Renegade from 1986 instilled standards in underground fights, and it is a broken game. Your leg directs on the opposite side instead forward. As well as that, you get hit during your active beating. The difference between arcade and NES versions in one and that the latter is less colorful in graphics.
I completed with beat ups on the familiar Streets of Rage 2, which tiresome I strived to overcome in that time. Moreover, as it additionally characteristic in this genre, hostiles can be passive. I couldn’t play more if your hit doesn’t activate, but enemies always in work, or have another cliché of such games in appearance of motorcycles when you’re moved a little bit forward.
I discovered Crime City for myself, a game of the year 1989. That’s usually shooting, in which possible run and not kill mostly everybody, whereas it is a must condition in beat ‘em ups.

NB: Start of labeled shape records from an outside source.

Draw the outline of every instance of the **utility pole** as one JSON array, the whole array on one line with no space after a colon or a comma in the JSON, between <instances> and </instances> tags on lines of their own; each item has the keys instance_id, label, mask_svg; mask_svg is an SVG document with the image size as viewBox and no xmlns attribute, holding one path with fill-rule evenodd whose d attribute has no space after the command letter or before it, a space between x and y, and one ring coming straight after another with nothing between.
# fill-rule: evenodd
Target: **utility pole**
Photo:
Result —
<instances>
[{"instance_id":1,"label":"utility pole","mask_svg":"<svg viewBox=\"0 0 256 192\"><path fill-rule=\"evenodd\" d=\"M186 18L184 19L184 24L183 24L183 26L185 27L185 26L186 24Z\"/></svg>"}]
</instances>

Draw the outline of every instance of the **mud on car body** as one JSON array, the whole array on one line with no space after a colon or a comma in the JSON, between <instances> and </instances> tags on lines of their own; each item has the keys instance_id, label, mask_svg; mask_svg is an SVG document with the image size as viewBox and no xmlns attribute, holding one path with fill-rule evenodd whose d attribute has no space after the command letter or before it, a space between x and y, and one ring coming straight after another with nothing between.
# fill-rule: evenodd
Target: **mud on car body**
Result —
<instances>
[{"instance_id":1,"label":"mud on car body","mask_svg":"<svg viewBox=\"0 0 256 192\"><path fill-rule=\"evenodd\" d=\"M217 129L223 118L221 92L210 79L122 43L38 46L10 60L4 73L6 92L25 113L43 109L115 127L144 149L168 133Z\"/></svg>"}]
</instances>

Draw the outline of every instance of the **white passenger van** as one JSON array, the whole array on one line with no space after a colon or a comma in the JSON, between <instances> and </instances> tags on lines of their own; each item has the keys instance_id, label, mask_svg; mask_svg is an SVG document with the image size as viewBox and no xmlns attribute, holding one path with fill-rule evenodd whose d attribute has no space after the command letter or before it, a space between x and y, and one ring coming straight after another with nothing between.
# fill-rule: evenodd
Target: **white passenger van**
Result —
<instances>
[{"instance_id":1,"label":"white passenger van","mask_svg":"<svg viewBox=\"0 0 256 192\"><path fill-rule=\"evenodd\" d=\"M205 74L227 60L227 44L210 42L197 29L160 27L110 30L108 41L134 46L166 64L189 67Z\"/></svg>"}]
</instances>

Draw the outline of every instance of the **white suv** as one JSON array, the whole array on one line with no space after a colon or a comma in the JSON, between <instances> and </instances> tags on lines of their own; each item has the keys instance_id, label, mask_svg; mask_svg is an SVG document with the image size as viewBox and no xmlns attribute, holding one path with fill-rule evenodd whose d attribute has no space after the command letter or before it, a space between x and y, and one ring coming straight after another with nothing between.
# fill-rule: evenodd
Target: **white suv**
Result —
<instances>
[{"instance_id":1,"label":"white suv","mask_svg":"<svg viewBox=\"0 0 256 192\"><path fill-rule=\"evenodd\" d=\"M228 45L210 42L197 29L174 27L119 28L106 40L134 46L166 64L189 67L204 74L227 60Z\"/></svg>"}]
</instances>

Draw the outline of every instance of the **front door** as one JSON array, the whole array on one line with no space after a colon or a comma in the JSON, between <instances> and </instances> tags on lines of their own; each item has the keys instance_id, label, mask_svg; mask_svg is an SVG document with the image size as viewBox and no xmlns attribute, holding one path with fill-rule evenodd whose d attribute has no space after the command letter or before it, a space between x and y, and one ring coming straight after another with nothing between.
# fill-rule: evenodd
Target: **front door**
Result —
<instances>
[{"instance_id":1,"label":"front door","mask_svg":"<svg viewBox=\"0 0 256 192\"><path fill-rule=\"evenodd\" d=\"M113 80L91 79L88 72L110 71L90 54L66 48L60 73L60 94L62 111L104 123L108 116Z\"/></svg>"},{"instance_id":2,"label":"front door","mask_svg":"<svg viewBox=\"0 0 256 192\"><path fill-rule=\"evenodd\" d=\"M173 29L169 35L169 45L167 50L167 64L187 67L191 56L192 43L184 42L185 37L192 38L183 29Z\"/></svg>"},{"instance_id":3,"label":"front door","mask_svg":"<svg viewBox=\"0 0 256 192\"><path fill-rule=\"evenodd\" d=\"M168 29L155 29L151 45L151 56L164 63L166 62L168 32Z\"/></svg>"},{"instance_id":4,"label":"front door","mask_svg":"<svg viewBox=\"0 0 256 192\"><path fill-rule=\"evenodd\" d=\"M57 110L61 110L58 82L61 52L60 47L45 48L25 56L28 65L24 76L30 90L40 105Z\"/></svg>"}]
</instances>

This electronic composition is more advanced and accurate in realism than Contra, which is a ghastly awful game, because it has a brunette woman who becomes a villain later in the series. However, you save hostages in Crime City, who are always… blondes. But it is not so woeful because you can fail at saving their lives.
Anyway, the game isn’t be likeable at all due to you can’t shoot upward, sometimes your action doesn’t switch on and a hero can’t use a gun and move simultaneously. Of course, the most dislikable is motorcycles appearing from nowhere when you enter in a map’s piece. In such games, you need to learn every bit of the location. However, I prefer to play only games in which developers are respectful to brunette ladies.